Your identity is nothing to panic about
Effectively we all go through an identity crisis. I am Dallas Single Mom on this blog and I introduce myself and my contributors this way but being Dallas Single Mom is not the only identity that I have. This blog can be both a blessing and a curse as this blog is online fodder and many will approach it with a certain set of preconceived ideas surrounding positive and negative knowledge of either A) Singles B) Single Moms C) Dallas, TX.
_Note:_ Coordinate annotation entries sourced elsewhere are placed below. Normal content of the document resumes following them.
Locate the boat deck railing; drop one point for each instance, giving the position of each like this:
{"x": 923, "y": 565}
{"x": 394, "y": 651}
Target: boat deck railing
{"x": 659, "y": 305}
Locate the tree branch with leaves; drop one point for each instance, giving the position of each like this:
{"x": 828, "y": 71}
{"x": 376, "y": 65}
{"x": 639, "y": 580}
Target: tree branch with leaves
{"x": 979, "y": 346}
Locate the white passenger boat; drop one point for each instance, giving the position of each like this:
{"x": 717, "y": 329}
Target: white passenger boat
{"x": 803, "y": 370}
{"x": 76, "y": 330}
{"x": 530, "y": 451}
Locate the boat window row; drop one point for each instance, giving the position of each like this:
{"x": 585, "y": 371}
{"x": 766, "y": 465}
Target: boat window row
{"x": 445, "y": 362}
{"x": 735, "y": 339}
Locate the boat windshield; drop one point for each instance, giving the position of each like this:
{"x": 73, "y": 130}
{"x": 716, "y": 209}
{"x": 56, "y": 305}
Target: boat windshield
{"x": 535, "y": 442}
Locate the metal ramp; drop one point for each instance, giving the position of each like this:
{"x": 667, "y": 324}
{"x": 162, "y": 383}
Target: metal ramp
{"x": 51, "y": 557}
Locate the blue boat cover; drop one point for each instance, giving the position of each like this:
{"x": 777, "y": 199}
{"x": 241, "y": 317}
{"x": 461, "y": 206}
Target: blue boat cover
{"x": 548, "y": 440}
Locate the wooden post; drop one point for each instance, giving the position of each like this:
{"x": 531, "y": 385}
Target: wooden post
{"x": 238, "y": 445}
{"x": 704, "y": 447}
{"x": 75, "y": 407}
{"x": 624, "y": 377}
However, I have learned not to allow the blog to define me. I do many other things besides being a single mom in Dallas. I’m not perfect at any of those self identifying knowledge tags. I make mistakes, I get stressed and I worry. I’ve had the unique opportunity to witness in my own life what the stress of these internalization tags can do to your judgment. The knowledge you gain from family, friends, schools, relationships, media and society is a point of view in reality – predicated on the basis of that other party’s experiences. But quite often with reality it is often distorted. This knowledge we have should be used as a tool and not a crutch. Once you can remove your attachment to this knowledge the more you can follow your passions in life. It’s the IT Factor and you have it!
A Simple Exercise
Identify during the course of this week those times when you are feeling depressed, stressed or angry about something. Write them down and then write about what emotional triggers or details create that anxiety for you For instance as a small example, the other day I got upset with a friend of mine because he went to eat dim sum. I was short with him but I wasn’t angry, I was jealous. I didn’t want to be working, I wanted to eat out with my friend. to an extent I felt like I was missing out on something. I had created an identity about myself to being the social butterfly and in the know. While being a fun loving and supportive friend is great I can’t neglect my responsibilities to do it. Sometimes we are not just angry to be angry. We may be sad, jealous etc which then comes out as anger. Surmise in your head how your feelings on that situation could be changed.